The BBC’s Countryfile programme has been criticised after broadcasting an item on the use of ionophores in poultry farming, which compared their use to antibiotics. The story was also reported on by the Press Association, Sunday Telegraph and BBC Radio 4’s Farming Today.
The programme said that while veterinary antimicrobial use in poultry farming in the UK had fallen by 82% over the past six years, ionophores were increasingly being used in their place in order to protect against Coccidiosis, an intestinal parasitic disease.
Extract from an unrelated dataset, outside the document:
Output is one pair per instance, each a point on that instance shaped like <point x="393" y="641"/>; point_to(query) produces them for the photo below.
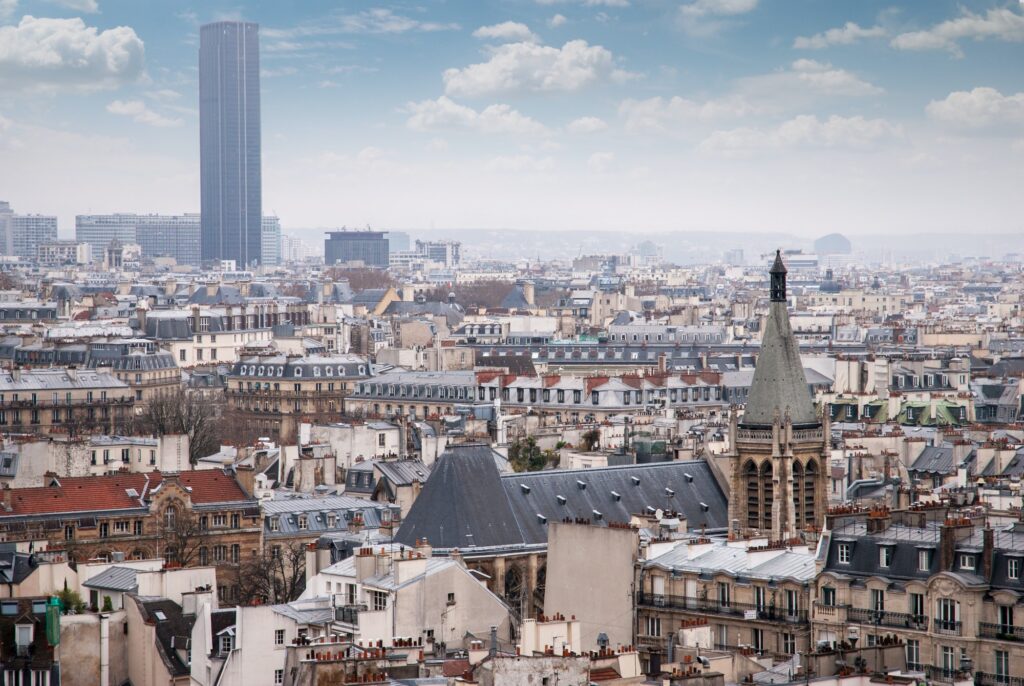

But the programme failed to distinguish between veterinary antimicrobials, which have been linked to increased resistance in humans to antibiotics, and ionophores, which are feed supplements and have no impact on human health or resistance to medicines.
The British Poultry Council said in response that ionophores were animal-only antimicrobials that are not classified as veterinary medicinal products and their usage is not linked to reduction in antibiotics. “They are classed as feed additives by the Government’s Veterinary Medicines Directorate. The World Health Organisation, the World Animal Health Organisation (OIE), and the European Surveillance Programme of Veterinary Antibiotics have confirmed that ionophores have no impact to human health. The European Food Safety Agency has also scrutinised the use of ionophores and published opinions have deemed them safe to be used as a feed additive with no risk to humans.”
A Defra spokesperson said: “Since the launch of our Antimicrobial Resistance Strategy in 2013 we have seen a 40% drop in the sale of antibiotics to the farming industry. We are continuing to work with farmers on this issue, and recently published a new five-year plan to build on these results.
“While ionophores are not regulated as antibiotics in the UK, we are clear that they must not be used to compensate for poor animal husbandry practices.”